Yoda, un cerbère pour les satellites militaires français

D’autant que cette dernière à un coup d’avance technologique dans le domaine spatial militaire. Elle a en effet le fameux Louch Olymp, le patrouilleur qui est en orbite depuis 2014 et va renifler régulièrement dans le sillage des satellites d’autres pays. En 2017, il s’était même rapproché d’un peu trop près du satellite militaire français Athena-Fidus, spécialisé dans les communications militaires sécurisées.
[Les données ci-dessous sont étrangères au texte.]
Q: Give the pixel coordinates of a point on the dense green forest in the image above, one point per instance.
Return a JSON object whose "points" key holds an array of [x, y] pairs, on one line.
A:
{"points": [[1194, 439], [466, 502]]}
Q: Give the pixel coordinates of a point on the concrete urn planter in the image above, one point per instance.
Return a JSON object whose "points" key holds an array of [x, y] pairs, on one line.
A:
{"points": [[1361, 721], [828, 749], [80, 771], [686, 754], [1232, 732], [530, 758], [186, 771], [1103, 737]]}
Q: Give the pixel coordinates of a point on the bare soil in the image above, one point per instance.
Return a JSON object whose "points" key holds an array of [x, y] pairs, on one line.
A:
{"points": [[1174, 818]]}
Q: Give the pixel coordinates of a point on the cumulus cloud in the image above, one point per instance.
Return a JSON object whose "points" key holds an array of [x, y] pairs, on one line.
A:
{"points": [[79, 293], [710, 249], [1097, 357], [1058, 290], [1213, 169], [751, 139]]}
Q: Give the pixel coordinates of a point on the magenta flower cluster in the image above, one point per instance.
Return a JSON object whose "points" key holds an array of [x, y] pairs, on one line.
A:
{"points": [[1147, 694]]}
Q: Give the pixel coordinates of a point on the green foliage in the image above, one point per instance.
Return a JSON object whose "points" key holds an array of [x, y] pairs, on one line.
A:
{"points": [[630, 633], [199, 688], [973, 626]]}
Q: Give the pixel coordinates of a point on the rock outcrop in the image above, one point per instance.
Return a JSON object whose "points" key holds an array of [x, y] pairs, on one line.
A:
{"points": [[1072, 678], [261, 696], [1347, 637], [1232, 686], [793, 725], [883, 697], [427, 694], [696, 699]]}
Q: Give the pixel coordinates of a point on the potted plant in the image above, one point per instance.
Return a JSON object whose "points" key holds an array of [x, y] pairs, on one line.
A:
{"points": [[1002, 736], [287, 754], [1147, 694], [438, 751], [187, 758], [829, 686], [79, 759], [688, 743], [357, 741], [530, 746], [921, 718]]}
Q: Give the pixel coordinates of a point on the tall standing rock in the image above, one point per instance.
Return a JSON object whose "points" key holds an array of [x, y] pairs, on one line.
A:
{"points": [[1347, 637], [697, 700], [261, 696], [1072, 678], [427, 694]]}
Pour rattraper son retard, l’Armée française planche sur son propre patrouilleur baptisé Yoda, l’acronyme de « Yeux en Orbite pour un Démonstrateur Agile ». Chargé de jouer les gardes du corps de nos installations en orbite, il devrait être en orbite géostationnaire à l’horizon 2025. Mais ce n’est pas le seul projet dans les cartons du Laboratoire d’innovation spatiale des armées qui planchent sur les meilleurs moyens de débusquer les espions de l’espace ou de faire réagir l’ennemi.

Et pour cela, ses équipes n’hésitent pas à se tourner vers le monde des start-up. Comme la jeune pousse Exotrail. « Nous coopérons avec elle pour simuler des manœuvres satellitaires afin de connaître les délais d’intervention, mais aussi la consommation d’énergie que cela va entraîner pour le satellite, car cette consommation réduit sa durée de vie », indique Colonel Quéant, chef de la division capacités au sein du Commandement de l’Espace. Ou encore des balises issues de la technologie de l’internet des objets qui vont permettre de détecter depuis l’espace où se trouvent les hommes ou encore si un container est ouvert au fin fond de l’Afrique.

Car si la bataille se joue à des centaines de kilomètres au-dessus de nos têtes, elle a des conséquences réelles sur Terre aussi, que ce soit pour les militaires ou les civils. Car si un belligérant avait la mauvaise idée de toucher des satellites du système GPS, un pan de l’économie mondiale s’effondrerait.